Evidências circunstanciais apontam para a reclusa Catherine Clark (Daisy Edgar-Jones), chamada de Kya por sua família, mas apelidada de “Garota do Pântano” por moradores da cidade. Logo a fofoca corre e faz Kya ser presa e julgada por seu possível crime. No meio desse caos, vemos o passado da menina e sua rotina de abusos psicológicos e violência provocadas por seu pai. A jovem foi abandonada pela família desde criança e cresceu sozinha no pântano, no melhor estilo Tarzan. Nem mesmo o romance com o doce Tate (Taylor John Smith) muda o destino das coisas.
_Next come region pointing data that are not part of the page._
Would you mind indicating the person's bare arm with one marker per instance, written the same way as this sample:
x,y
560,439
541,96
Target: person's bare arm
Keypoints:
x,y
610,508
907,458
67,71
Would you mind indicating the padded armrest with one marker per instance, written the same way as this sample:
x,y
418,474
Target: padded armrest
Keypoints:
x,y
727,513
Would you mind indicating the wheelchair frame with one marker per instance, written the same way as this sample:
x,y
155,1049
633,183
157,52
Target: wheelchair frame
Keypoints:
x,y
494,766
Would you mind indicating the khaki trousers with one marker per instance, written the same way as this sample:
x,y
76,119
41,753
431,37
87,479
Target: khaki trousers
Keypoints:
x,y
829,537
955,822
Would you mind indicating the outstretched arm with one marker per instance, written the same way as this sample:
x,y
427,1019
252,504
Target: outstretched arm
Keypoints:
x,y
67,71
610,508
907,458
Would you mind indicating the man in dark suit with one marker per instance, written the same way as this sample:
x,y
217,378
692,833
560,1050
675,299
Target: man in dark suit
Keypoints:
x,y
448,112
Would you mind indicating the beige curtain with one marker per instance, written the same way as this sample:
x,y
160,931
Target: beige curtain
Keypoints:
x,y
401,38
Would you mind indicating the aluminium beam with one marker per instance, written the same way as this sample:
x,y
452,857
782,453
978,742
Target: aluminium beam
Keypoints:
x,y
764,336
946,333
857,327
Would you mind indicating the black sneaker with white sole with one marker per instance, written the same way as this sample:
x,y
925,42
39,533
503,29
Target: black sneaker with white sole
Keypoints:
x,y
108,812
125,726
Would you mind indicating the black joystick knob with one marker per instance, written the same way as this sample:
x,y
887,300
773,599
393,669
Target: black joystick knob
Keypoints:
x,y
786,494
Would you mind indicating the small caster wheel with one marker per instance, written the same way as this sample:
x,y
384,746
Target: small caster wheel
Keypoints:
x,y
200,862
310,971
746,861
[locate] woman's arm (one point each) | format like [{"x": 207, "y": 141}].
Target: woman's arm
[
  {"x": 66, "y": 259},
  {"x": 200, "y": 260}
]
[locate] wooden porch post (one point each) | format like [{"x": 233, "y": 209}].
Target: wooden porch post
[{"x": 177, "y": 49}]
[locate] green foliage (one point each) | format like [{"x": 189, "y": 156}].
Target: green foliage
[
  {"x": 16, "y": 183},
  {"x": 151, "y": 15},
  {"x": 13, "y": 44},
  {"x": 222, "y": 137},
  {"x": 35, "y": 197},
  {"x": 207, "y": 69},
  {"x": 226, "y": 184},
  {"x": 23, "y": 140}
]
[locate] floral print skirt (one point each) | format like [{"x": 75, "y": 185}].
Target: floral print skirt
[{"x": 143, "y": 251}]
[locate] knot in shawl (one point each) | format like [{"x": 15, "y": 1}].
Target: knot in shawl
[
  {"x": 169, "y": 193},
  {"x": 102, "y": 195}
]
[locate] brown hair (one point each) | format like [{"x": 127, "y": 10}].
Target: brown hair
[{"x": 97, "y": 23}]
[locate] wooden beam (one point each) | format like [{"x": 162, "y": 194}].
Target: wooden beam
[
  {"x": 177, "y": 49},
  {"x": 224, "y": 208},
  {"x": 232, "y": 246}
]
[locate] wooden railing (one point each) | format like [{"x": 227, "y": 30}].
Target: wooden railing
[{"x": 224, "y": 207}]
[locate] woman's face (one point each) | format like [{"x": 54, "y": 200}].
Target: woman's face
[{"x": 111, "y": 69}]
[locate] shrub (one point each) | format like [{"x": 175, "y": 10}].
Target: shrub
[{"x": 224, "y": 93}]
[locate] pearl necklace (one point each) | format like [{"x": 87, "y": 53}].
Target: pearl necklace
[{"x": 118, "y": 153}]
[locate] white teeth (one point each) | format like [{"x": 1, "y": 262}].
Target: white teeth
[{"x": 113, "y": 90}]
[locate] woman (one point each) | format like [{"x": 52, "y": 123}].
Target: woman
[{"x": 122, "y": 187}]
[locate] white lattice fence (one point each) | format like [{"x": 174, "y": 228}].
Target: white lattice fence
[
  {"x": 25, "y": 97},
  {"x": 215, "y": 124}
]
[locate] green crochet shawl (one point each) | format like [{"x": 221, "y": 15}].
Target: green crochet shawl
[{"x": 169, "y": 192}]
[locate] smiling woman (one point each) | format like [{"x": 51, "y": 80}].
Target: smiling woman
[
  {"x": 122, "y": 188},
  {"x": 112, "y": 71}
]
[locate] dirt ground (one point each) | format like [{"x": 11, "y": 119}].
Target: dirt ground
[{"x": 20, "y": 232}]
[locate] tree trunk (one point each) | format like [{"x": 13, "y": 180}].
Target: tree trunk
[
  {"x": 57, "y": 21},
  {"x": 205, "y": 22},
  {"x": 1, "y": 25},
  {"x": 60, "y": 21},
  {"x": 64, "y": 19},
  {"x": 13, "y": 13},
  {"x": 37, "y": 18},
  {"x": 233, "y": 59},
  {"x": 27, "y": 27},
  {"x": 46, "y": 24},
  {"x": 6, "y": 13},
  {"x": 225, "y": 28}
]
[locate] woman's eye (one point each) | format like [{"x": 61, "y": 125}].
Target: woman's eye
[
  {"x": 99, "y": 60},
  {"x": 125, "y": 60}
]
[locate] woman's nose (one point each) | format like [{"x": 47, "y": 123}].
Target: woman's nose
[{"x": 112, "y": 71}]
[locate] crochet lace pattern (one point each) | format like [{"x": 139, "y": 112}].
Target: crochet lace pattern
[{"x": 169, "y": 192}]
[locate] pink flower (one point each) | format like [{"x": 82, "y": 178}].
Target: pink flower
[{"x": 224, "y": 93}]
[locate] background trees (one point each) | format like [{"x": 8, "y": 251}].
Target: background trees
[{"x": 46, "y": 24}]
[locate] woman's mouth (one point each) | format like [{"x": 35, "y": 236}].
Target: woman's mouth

Dentro desse enredo que instiga o espectador a desvendar o mistério da morte do jovem e se Kya realmente possuía alguma culpa, a trama fracassa na construção do suspense e se atrapalha ao misturar os dois gêneros. O romance é aguado, superficial e o casal está longe de sustentar a intensidade. Já o suspense, lento e arrastado, guarda seu melhor para os minutos finais, mas se esquece que possui um filme de duas horas para segurar. As pistas passam apressadas e grande parte da reviravolta é facilmente antecipada por conta dos diálogos expositivos.

Toda a estrutura não-linear parece não conversar entre as partes. A vida de Kya sofrendo bullying pela cidade e sua fixação por animais e pela natureza, nada parece ter grande relevância para o julgamento que, diga-se de passagem, são as piores sequências do filme. David Strathairn (Nomadland) é calmo demais para convencer como um advogado.

Fora a performance aceitável de Daisy Edgar-Jones (Fresh) – que emprega seu carisma para ajudar a segurar a barra de uma personagem praticamente inexpressiva – o restante do elenco (menos Jojo Regina, que vive a versão criança de Kya) é bastante mecânico, ligados no piloto automático dos estereótipos. O problema é que todos são unidimensionais demais para o mistério funcionar. Desde o começo, está na cara quem matou, o motivo e como o roteiro tenta criar pistas falsas sem sucesso.

A direção

Enquanto a diretora Olivia Newman (Minha Primeira Luta) consegue capturar a poesia do pântano (com ajuda da bela fotografia), com uma sensação de nostalgia melancólica, seus planos estabelecidos e transitórios da natureza são as únicas coisas que não se desdobram mecanicamente. Apesar disso, falta ritmo na condução. A trama de Um Lugar Bem Longe Daqui é apressada mas o desenvolvimento não acompanha, especialmente no final, quando usa o cafona salto temporal para mostrar o futuros dos personagens.

Essas escolhas dramáticas são puramente vazias e simuladas para extrair lágrimas de onde não tem. Ainda que comovente por trazer à tona o dilema de alguém excluído da sociedade e tratado feito um monstro por ser “diferente”, convenhamos que não é uma história que leva ao choro. Outro fato tenso se deve ao passado polêmico da autora Delia Owens (ela está sendo procurada por autoridades da Zâmbia para depor sobre o assassinato de um homem em 1996) e como esse livro/filme parece fazer uma conexão mórbida com a realidade. De mau gosto, eu diria.

Conclusão

Com medo se sujar ao mergulhar nos dilemas éticos da época e sem a dose necessária de emoção e ritmo, Um Lugar Bem Longe Daqui nada mais é do que um romance mecânico, que só se torna meramente interessante por conta das polêmicas da autora do material de base. A trama indecisa e enfadonha falha na construção de um sentimento maior do que monotonia.

O resultado é um banho de lama grudento dentro de uma história suavizada e tediosa, que, apesar do título, nunca parece ir para lugar algum. Sem dúvida, uma adaptação sem estilo, sem camadas e feita sob medida para àqueles que se emocionam com qualquer coisa.